From a traditional economic standpoint, this is a good thing. Wealth is being created as goods are moved into the hands of the individual who values them most. But the traditional economic standpoint leaves some things out. Consider the effects of this one-time flood on the market in marketplaces. EBay, as the first online auction house to achieve widespread brand recognition, enjoys considerable network effects: people buy on eBay because eBay has more sellers, and they sell on eBay because it has more buyers. A buyers can switch to a different auction site with relatively little trouble, but a seller's positive feedback points are not transferrable. The network effect, and particularly the first-mover advantage created by the backlog of pent-up demand, thus creates a lasting barrier to entry for would-be competitors, even ones as otherwise powerful as Amazon or Yahoo.

Having established what amounts nearly to a monopoly, eBay can now appropriate the rents that its barrier to entry creates, either by raising prices (or not lowering them as their economies of scale grow) or by imposing restrictive terms (for example by refusing to involve themselves in disputes). It would be hard, of course, to demonstrate in a courtroom that they had done any such thing, since one would have to determine the prices or terms that would exist in a competitive market in marketplaces that doesn't exist but probably couldn't exist. But economic theory points strongly in that direction, and that should at least be cause for concern.

What has been learned? Not that eBay is basically corrupt, or that its benefits are wholly illusory. The sorts of arguments that I have offered, abstract and qualitative as they are, cannot demonstrate anything about the magnitude of the pathologies relative to that of the indisputable benefits. Nonetheless, eBay is a portent of a world in which everyone is connected to everyone else. Such a world can seem like a utopia of decentralization, inasmuch as it appears to be ordered purely through the mutual agreements of individuals instead of the top-down dictates of the state. But appearances can be deceiving.
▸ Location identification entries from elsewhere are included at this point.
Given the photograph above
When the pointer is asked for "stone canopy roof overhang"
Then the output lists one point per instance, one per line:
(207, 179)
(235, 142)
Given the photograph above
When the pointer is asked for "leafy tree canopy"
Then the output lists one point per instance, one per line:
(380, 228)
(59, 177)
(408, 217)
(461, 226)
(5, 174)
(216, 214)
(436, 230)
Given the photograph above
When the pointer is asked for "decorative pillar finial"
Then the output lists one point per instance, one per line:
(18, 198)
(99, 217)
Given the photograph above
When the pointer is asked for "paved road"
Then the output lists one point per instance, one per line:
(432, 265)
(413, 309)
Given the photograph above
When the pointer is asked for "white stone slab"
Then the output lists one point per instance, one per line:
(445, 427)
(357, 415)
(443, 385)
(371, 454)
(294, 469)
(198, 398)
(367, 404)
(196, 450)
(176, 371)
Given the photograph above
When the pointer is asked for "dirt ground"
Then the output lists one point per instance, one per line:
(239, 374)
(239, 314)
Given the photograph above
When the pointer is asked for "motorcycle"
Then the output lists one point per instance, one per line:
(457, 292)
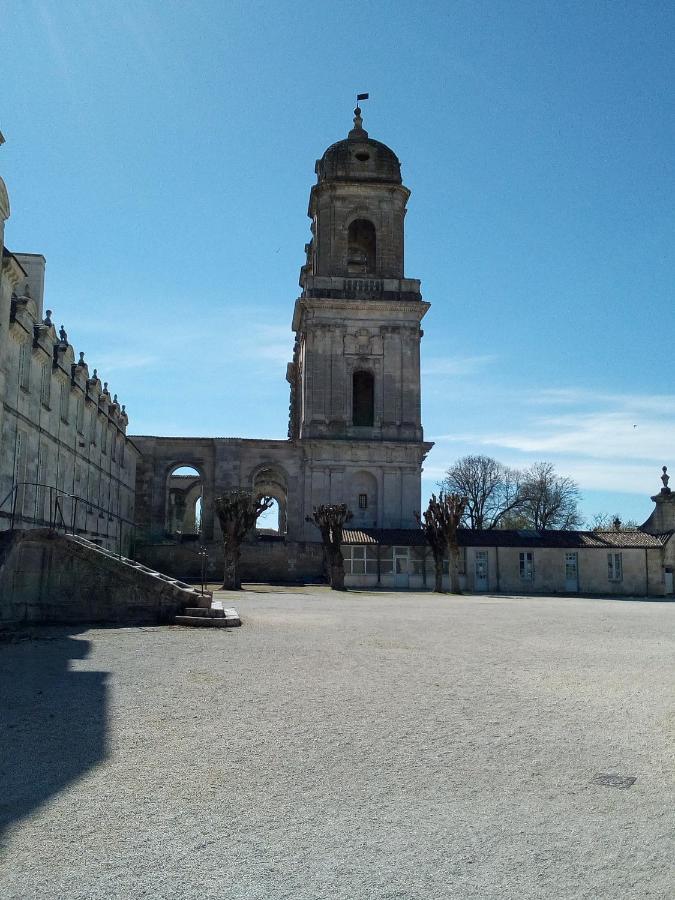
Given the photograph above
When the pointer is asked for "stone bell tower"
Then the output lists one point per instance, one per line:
(355, 375)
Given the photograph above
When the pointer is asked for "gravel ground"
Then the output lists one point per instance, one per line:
(345, 746)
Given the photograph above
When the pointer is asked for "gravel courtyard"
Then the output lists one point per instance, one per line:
(345, 747)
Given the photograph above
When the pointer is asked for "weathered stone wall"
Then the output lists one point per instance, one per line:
(59, 425)
(263, 560)
(51, 579)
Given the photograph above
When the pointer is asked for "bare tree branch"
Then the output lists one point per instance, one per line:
(440, 522)
(238, 511)
(330, 520)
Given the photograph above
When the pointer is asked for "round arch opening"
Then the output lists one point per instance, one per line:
(184, 501)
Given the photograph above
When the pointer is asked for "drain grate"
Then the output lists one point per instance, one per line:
(611, 779)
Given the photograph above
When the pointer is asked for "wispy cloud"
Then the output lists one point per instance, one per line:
(607, 441)
(456, 365)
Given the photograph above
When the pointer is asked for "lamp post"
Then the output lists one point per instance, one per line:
(203, 554)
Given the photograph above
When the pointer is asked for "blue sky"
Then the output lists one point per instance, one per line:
(160, 155)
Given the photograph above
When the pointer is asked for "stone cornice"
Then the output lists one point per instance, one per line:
(373, 308)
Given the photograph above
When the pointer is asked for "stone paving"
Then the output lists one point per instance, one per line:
(345, 746)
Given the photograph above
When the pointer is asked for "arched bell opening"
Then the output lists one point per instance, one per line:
(184, 501)
(363, 499)
(363, 399)
(361, 248)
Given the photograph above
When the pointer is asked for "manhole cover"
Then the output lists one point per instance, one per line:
(613, 780)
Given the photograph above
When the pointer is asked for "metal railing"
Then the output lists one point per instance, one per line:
(66, 512)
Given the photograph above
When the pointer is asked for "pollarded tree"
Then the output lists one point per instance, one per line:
(490, 488)
(549, 500)
(238, 511)
(330, 520)
(440, 523)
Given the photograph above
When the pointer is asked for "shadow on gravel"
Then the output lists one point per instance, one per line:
(52, 719)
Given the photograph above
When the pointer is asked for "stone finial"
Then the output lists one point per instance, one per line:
(358, 132)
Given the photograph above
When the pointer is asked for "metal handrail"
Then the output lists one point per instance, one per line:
(56, 510)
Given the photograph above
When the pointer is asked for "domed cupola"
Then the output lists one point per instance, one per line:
(359, 158)
(357, 207)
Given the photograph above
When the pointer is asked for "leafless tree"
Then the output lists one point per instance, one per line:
(607, 522)
(440, 523)
(491, 490)
(330, 520)
(238, 511)
(549, 500)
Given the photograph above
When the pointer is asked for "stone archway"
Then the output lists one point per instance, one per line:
(271, 481)
(184, 492)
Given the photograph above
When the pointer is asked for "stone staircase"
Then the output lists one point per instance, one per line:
(47, 577)
(209, 613)
(200, 610)
(187, 591)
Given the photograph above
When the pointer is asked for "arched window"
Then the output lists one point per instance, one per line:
(361, 248)
(363, 403)
(184, 501)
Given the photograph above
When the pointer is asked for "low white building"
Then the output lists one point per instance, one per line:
(629, 562)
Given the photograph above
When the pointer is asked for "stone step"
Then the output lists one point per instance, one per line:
(204, 621)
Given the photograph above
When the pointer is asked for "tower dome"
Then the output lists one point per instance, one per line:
(359, 158)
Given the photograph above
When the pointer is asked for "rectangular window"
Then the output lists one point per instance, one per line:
(19, 457)
(386, 561)
(24, 366)
(401, 560)
(39, 499)
(20, 470)
(46, 385)
(360, 560)
(65, 402)
(614, 567)
(527, 566)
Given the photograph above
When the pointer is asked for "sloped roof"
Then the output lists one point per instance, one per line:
(414, 537)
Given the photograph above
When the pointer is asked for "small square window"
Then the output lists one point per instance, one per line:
(526, 562)
(615, 566)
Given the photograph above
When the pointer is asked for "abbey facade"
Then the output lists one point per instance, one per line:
(65, 459)
(355, 433)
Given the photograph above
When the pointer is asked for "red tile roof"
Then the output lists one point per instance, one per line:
(414, 537)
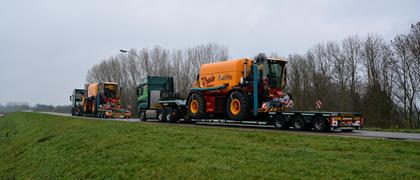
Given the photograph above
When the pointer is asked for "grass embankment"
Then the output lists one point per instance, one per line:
(39, 146)
(392, 130)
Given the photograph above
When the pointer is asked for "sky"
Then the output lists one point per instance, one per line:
(47, 46)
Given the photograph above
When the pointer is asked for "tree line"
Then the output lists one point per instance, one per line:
(367, 74)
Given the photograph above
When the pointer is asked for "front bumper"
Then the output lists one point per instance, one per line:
(118, 114)
(349, 123)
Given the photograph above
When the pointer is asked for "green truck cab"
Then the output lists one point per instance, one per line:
(157, 100)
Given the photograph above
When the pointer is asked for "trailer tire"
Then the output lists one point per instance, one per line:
(280, 122)
(196, 106)
(162, 116)
(170, 118)
(320, 124)
(237, 106)
(142, 116)
(299, 123)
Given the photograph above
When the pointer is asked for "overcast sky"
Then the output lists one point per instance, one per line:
(47, 46)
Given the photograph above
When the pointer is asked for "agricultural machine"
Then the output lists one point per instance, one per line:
(241, 90)
(101, 99)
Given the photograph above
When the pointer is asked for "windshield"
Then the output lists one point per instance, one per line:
(275, 75)
(110, 90)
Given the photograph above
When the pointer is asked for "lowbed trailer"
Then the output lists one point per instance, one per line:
(238, 90)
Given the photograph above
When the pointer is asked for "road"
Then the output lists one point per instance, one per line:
(355, 133)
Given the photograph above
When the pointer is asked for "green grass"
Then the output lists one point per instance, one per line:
(39, 146)
(392, 130)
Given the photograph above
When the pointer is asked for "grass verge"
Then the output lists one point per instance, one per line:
(39, 146)
(392, 130)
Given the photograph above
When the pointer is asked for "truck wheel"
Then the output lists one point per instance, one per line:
(196, 105)
(170, 118)
(280, 122)
(237, 106)
(142, 116)
(299, 123)
(162, 117)
(320, 124)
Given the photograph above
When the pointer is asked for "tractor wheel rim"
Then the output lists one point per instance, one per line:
(235, 107)
(194, 106)
(318, 125)
(278, 123)
(297, 124)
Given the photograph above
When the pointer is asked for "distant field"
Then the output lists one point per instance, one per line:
(39, 146)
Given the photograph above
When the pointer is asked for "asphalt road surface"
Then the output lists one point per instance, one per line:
(354, 133)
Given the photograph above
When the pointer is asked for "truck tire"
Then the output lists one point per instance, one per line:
(196, 105)
(237, 106)
(162, 116)
(280, 122)
(320, 124)
(170, 118)
(142, 116)
(299, 123)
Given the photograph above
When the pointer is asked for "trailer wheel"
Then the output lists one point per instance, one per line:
(162, 117)
(237, 106)
(196, 105)
(299, 123)
(280, 122)
(319, 123)
(142, 116)
(170, 118)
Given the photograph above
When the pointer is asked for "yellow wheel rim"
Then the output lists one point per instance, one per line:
(235, 107)
(194, 106)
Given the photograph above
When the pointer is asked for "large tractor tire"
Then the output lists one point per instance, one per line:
(237, 106)
(320, 124)
(162, 116)
(196, 106)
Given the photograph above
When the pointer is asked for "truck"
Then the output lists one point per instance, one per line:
(76, 102)
(100, 99)
(253, 90)
(158, 100)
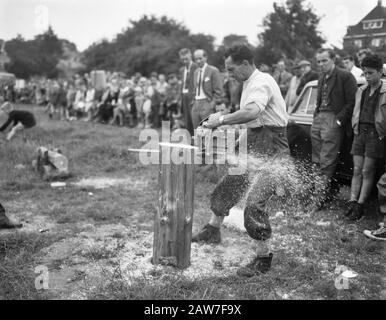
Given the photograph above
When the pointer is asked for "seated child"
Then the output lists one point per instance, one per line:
(21, 119)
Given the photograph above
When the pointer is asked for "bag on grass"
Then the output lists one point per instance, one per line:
(51, 164)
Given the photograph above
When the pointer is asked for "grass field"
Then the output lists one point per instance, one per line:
(95, 235)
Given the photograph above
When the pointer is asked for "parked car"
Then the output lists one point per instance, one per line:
(299, 133)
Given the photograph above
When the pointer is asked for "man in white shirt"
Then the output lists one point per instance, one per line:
(5, 222)
(187, 96)
(350, 66)
(263, 110)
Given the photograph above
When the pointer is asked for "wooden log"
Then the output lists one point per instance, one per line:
(174, 218)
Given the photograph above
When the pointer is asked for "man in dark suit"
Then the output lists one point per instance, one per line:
(334, 108)
(207, 88)
(307, 75)
(187, 95)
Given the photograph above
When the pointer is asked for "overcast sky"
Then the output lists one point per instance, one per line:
(86, 21)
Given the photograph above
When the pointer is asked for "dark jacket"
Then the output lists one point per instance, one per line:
(189, 78)
(212, 84)
(309, 76)
(380, 111)
(341, 94)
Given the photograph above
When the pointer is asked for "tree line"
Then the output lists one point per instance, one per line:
(152, 44)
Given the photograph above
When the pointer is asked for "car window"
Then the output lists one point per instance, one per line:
(301, 105)
(312, 103)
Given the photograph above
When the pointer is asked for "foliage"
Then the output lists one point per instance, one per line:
(290, 32)
(149, 44)
(39, 56)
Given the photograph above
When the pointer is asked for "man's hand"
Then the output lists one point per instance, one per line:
(213, 121)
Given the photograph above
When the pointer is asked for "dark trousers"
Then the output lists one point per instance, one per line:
(326, 138)
(232, 188)
(187, 102)
(200, 111)
(382, 195)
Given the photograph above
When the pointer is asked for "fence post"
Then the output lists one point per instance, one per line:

If everyone is to be connected to everyone else, then someone must provide the switchboard through which all of those connections happen. In this case that someone is eBay. If markets are to be the governing principle of our networked society, then markets will also determine the structure of markets. Markets only work if certain conditions obtain, and in the case of the market in marketplaces it is far from obvious that they do obtain. Indeed, as we have seen, principled arguments can be made to the contrary. Maybe I'm wrong: maybe these effects aren't significant in their magnitude, maybe other effects will arise to counteract them, or maybe the bad effects are simply the downside of the best possible means of realizing gains to trade. But let's not jump to conclusions. If my concerns are well-founded then the networked world is a world of monopolies that hold great power over the relationships between everyone and everyone else. Such a world may be better, relatively speaking, than the world we have now. But perhaps there is a better way still, and if so we should find it soon before it's too late.